Quels défis et opportunités pour l’adoption du jugaad dans les grands groupes français ?
Voir le jugaad s’inviter dans le quotidien des grandes entreprises françaises suscite autant d’attentes que de crispations. L’exemple de Renault, sous l’ère Carlos Ghosn, reste emblématique : la gamme Dacia a prouvé qu’on pouvait proposer des voitures robustes, dépouillées, accessibles, sans brader la qualité. Chez GE Healthcare, des équipements médicaux portatifs ont été développés pour répondre à des marchés où chaque euro compte. Ces cas concrets rappellent que l’innovation frugale n’est pas réservée aux “économies du Sud”.
Mais faire pousser l’esprit jugaad dans un grand groupe français, c’est accepter d’aller à rebours des habitudes. Les procédures pesantes, la peur du risque, la fragmentation des responsabilités freinent l’envie d’oser. Sortir de ce carcan suppose de désapprendre certains réflexes hérités du taylorisme et d’oser la transversalité. Les exigences de conformité, les validations multiples, les contraintes réglementaires, souvent matérialisées par la RC Pro ou la multirisque professionnelle, imposent un cadre rigide.

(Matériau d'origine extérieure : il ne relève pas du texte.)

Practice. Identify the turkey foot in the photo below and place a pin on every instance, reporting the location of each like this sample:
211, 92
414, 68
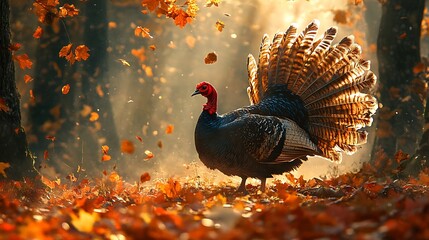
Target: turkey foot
242, 188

Pourtant, la promesse est là : retrouver de l’agilité, inventer vite, faire émerger des solutions en mobilisant des ressources inattendues. Plusieurs entreprises françaises illustrent cette dynamique :
- Bilum transforme des matériaux délaissés en accessoires et bagagerie, donnant une seconde vie à ce que d’autres considéraient comme des déchets.
- Nickel s’appuie sur le réseau des buralistes pour distribuer des services bancaires là où les agences ferment.
- Handi-Gaspi récupère des invendus alimentaires pour les transformer en biscuits bio.
À l’origine, ces initiatives sont souvent le fait de petites structures, de start-up, de collectifs qui font fi des cloisonnements. Mais elles démontrent qu’il est possible d’insuffler une logique de co-création et de partenariats atypiques jusque dans les grandes organisations. Le défi reste entier : comment préserver l’audace et la simplicité du jugaad sans l’édulcorer, quand vient le temps de passer à l’échelle ?
Adopter le jugaad, c’est accepter d’avancer parfois sans filet, de tester, d’itérer, de réapprendre l’agilité. Un pari risqué, mais à l’heure où l’innovation se heurte à la rigidité, c’est sans doute là que se joue une part du futur industriel français.